Un mélanome, tumeur maligne du système pigmentaire de la peau, grossi 40 fois. J Wisell

Dans notre vie quotidienne, nous nous sommes désormais habitués à voir des images de tumeurs et de mélanomes. Ces objets ne sont pas entièrement symétriques. Il s’avère que cette asymétrie est utile aux médecins dans leurs diagnostics – mais d’où viennent ces formes asymétriques ?

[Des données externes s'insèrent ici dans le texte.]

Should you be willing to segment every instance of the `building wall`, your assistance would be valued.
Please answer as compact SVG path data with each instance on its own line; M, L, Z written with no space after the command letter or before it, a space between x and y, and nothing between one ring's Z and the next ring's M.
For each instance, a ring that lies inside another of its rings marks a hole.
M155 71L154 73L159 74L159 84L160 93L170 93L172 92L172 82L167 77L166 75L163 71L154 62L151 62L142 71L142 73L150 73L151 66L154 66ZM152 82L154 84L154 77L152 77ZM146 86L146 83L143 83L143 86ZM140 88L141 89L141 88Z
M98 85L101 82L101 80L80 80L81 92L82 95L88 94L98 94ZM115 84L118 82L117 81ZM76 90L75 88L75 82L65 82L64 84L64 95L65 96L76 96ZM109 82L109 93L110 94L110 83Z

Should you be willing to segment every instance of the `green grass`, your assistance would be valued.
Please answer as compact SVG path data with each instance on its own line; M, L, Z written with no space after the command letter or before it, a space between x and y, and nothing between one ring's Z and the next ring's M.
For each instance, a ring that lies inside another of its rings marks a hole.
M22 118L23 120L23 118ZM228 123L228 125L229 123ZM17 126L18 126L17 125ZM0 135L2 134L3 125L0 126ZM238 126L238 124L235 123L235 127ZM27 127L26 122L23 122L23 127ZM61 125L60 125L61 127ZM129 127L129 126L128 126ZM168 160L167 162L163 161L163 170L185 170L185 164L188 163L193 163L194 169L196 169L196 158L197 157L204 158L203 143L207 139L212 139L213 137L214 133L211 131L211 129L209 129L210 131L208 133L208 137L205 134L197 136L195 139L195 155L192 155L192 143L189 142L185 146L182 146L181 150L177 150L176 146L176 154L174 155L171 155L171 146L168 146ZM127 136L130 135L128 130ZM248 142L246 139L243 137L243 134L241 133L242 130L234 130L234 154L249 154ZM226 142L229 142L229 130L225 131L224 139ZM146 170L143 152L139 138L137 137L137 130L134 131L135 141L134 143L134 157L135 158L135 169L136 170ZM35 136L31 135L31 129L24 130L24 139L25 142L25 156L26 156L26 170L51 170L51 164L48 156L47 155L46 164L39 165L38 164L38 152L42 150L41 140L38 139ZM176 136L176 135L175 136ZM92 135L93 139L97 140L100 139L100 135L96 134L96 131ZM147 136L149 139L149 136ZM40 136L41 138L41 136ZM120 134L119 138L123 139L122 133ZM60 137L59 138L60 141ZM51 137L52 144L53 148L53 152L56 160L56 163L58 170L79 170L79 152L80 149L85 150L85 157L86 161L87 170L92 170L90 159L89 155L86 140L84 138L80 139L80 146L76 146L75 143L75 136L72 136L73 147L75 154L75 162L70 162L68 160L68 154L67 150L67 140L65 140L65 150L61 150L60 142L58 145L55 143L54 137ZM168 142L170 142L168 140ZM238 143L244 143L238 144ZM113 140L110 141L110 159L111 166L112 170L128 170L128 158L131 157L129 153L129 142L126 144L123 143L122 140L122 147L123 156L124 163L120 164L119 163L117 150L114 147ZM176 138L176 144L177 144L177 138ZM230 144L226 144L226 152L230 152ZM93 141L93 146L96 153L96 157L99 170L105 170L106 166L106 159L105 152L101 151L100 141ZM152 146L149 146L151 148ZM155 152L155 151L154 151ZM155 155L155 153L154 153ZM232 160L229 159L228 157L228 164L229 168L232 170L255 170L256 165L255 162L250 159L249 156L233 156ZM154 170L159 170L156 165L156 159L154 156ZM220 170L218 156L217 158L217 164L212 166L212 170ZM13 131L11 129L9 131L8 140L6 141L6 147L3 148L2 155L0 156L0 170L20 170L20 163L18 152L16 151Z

Instinctivement, nous pensons que les objets symétriques se trouvent le plus souvent dans la nature, mais l’asymétrie est sans doute encore plus fréquente. Pour compliquer les choses, un même objet peut être parfois symétrique et parfois non. Prenez les bulles de savon par exemple : elles semblent parfaitement symétriques quand elles sont petites, mais quand on augmente leur rayon, on voit que la symétrie est rompue et la bulle de savon n’est plus parfaitement ronde. Ce phénomène est dû à la présence d’effets physiques comme le vent et la gravité. La forme finale de la bulle de savon est due à plusieurs facteurs, et l’effet de chacun d’entre eux ne peut être ignoré.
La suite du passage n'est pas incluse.